Cuando se detuvo para tomar aire, Gabe aprovechó para intervenir.

– Lo admito, has hecho un buen trabajo. Pero son las cuatro de la madrugada. Creo que ha llegado el momento de que pongamos fin a la noche.

– ¿Quieres decir que tenemos que volver a casa? – por la expresión de su rostro, la idea le resultaba tan atrayente como la rubéola.

– Estoy agotado y no quiero dejarte aquí sola. Ya has conseguido una buena pista y, en cuanto pueda descansar unas cuantas horas, empezaré a investigarla.

– Muy bien. Acepto que si estás cansado deberías irte a casa. Pero a mí me gustaría quedarme un poco más. A lo mejor Mónica tenía otros escondites como ese…

– Quizá los tuviera. Es como buscar una aguja en un pajar, teniendo en cuenta toda la gente que ha registrado esta casa. Y la carta es algo concreto con lo que puedo empezar a trabajar inmediatamente. Además, llevamos horas…

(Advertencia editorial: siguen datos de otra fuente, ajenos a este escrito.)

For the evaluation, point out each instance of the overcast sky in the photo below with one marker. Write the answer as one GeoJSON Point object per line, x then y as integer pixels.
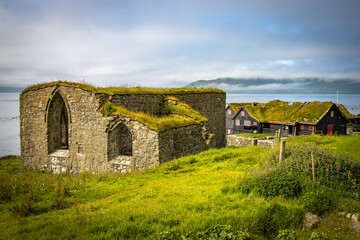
{"type": "Point", "coordinates": [171, 43]}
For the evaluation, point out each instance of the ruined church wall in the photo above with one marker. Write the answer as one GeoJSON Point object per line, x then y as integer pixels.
{"type": "Point", "coordinates": [211, 106]}
{"type": "Point", "coordinates": [33, 137]}
{"type": "Point", "coordinates": [86, 130]}
{"type": "Point", "coordinates": [183, 141]}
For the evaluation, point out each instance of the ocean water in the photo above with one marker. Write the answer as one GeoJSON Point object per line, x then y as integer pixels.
{"type": "Point", "coordinates": [9, 111]}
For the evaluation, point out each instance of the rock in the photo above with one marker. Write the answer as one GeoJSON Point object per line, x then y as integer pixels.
{"type": "Point", "coordinates": [355, 218]}
{"type": "Point", "coordinates": [311, 221]}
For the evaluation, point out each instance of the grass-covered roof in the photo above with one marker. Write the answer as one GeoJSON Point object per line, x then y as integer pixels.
{"type": "Point", "coordinates": [125, 90]}
{"type": "Point", "coordinates": [346, 112]}
{"type": "Point", "coordinates": [237, 106]}
{"type": "Point", "coordinates": [175, 115]}
{"type": "Point", "coordinates": [288, 112]}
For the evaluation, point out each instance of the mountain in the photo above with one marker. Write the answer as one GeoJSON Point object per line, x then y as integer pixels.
{"type": "Point", "coordinates": [10, 89]}
{"type": "Point", "coordinates": [270, 85]}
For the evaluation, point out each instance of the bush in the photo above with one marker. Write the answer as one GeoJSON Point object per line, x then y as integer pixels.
{"type": "Point", "coordinates": [24, 209]}
{"type": "Point", "coordinates": [287, 235]}
{"type": "Point", "coordinates": [61, 192]}
{"type": "Point", "coordinates": [274, 183]}
{"type": "Point", "coordinates": [276, 217]}
{"type": "Point", "coordinates": [6, 191]}
{"type": "Point", "coordinates": [217, 232]}
{"type": "Point", "coordinates": [318, 201]}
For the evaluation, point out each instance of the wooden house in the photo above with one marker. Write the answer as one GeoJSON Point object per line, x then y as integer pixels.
{"type": "Point", "coordinates": [245, 123]}
{"type": "Point", "coordinates": [354, 121]}
{"type": "Point", "coordinates": [292, 118]}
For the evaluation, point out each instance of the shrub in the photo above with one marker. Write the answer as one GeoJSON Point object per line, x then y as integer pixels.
{"type": "Point", "coordinates": [61, 192]}
{"type": "Point", "coordinates": [24, 209]}
{"type": "Point", "coordinates": [222, 232]}
{"type": "Point", "coordinates": [318, 201]}
{"type": "Point", "coordinates": [274, 183]}
{"type": "Point", "coordinates": [6, 191]}
{"type": "Point", "coordinates": [173, 166]}
{"type": "Point", "coordinates": [287, 234]}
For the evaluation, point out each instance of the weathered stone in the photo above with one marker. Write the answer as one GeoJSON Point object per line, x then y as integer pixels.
{"type": "Point", "coordinates": [61, 130]}
{"type": "Point", "coordinates": [310, 221]}
{"type": "Point", "coordinates": [355, 226]}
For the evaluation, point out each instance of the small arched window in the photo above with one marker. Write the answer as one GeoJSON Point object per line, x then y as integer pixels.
{"type": "Point", "coordinates": [57, 124]}
{"type": "Point", "coordinates": [119, 142]}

– Yo no estoy cansada -le aseguró Rebecca inmediatamente, levantando la barbilla con rebeldía.

Pero la barbilla de Gabe era más grande que la suya. Y su ceño tenía todo un historial de intimidaciones en el pasado.

– Claro que estás cansada. Tienes el aspecto de un gato perdedor después de la pelea y no me digas que no te están empezando a molestar las heridas. Estoy seguro de que el golpe que tienes en la frente te duele de forma insoportable. Ahora dime, ¿dónde tienes el coche?

Rebecca no se dejó intimidar en absoluto, pero por lo menos aquella pregunta le sirvió de distracción.

– A un kilómetro y medio de aquí, aproximadamente. Cerca de un grupo de nogales. Preferí aparcar lejos de la entrada principal para que nadie pudiera verme saltar la cerca…

– No quiero oír ni una palabra más sobre tu allanamiento de morada -Dios, aquella mujer iba a conseguir que se le llenara el pelo de canas. Hasta que la había conocido, se había considerado un hombre de aspecto relativamente joven, a pesar de sus treinta y ocho años-. Esté donde esté tu coche, me parece que lo has dejado demasiado lejos para volver andando hasta él. El mío está aparcado en frente de la puerta principal, así que te llevaré hasta allí. Y ahora dime, ¿dónde has dejado el jersey mojado?